Anyway I loved it much more than I thought I would but didn't get to return until this year - once again courtesy of a gift for my partner and I. (We told the children that kids aren't allowed at Chelsea - which is almost true)
Again the show gardens
were impressive but perhaps not as stand out as they had been on my first visit. I think there was a possibly greater variety amongst them and more colour. (There were still a lot of trimmed buxom domes). I think the judges got the medals about right although its hard to see from the outside what stopped Jo Thompson's retreat garden getting a gold. I thought the planting was lovely from the outside - perhaps you needed to be on the garden to see its flaws.
The Retreat (1)
The Retreat (2)
Dan Pearson's recreation of Chatsworth was pretty extraordinary with some amazingly detailed planting right down to the edges where the garden met the tarmac. It provided eye catching views through its stones and its planting on the triangular plot. More of a film set than a garden perhaps but a beautiful and thoughtful one. Behind Pearson;s garden was the Brewin Dolphin garden - a bold design made up of monolithic geometric slate platforms and sculptural elements softened with some very beautiful naturalistic woodland/hedegrow planting and gently flowing water and some lovely actual living elm trees.
Brewin Dolphin Garden
I warmed to the Telegraph garden on a second viewing - for me it was better viewed end on rather than from the side. Chris Beardshaw's garden had some beautiful plants and planting combinations. James Basson's Provence perfumer's garden was for me the most atmospheric of all the large show gardens with its very careful recreation of a re-emerging from having gone to seed a little after a period of neglect. Among the fresh gardens are favourite was the Pure Land Foundation garden with its sinuous and sensuous white walls which seemed to have oozed out of the ground like white volcanic matter and set into beautiful curves. The plants were lovely too with the very pretty Iris germanica 'Kent Prode'. It reminded us of Cesar Manrique's gardens in Lanzarote. The design and planting of the Breakthrough Breast Cancer Garden by Ruth Wilmott was also attractive and worthy of a good look from all sides.

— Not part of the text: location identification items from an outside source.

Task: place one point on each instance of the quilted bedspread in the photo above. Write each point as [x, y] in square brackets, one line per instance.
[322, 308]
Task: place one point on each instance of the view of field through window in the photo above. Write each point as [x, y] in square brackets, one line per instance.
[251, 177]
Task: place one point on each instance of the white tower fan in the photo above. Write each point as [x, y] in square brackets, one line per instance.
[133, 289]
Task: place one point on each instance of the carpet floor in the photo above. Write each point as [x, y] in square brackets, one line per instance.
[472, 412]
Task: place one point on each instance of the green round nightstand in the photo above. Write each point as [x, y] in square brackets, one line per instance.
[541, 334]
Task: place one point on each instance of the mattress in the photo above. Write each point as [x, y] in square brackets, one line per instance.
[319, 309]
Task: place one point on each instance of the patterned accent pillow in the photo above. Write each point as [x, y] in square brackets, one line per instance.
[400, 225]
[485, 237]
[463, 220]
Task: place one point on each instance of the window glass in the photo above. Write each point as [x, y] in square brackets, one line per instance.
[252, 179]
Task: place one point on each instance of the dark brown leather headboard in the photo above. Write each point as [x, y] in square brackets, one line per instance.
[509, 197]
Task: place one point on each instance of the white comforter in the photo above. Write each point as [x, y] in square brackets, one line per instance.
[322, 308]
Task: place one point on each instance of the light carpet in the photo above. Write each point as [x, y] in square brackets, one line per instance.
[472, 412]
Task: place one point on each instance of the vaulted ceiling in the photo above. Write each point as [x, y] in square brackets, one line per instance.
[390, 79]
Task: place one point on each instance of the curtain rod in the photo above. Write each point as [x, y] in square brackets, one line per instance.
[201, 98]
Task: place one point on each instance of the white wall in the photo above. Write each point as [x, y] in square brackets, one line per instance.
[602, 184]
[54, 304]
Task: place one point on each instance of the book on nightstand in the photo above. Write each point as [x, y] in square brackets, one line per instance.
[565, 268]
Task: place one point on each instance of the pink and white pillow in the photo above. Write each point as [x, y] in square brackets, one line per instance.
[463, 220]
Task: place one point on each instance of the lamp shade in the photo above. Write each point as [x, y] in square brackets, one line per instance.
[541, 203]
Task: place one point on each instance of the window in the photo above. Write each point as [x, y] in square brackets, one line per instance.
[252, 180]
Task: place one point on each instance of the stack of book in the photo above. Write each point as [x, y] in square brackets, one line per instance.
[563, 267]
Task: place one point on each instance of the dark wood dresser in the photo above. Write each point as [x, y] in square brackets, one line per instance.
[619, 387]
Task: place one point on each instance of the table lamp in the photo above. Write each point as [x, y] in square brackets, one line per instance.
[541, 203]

Pure Land Foundation Garden
It was another wonderful visit - a kind of magical world out of time and place where people come together to create and to share beautiful things. The attention to detail throughout is almost unbelievable from the greenhouse trade stands accompanied by beautiful planting combinations to the cladding on the sides of a restaurant access ramp or the hanging floral display from the ceiling of a walkway. Some of the other shows are very very beautiful too but they can be a bit rough around the edges (which is fine) but at Chelsea the edges have been thought about; thy have been manicured or masked or made eye-catching.
The sheer endeavour of all involved is quite moving - from small growers like Craig House Cacti who operate out of rented glasshouses but consistently win golds to Walkers Bulbs able to present hundreds of absolutely perfect daffodil blooms in May to the builders and planters of a colossal piece of Chatsworth. All in a park in London for a few days in May.
And after the sell off the show spills out of that park and onto the streets and trains and busses as its plants and its people, their ideas, their plans and their memories spread out across the country.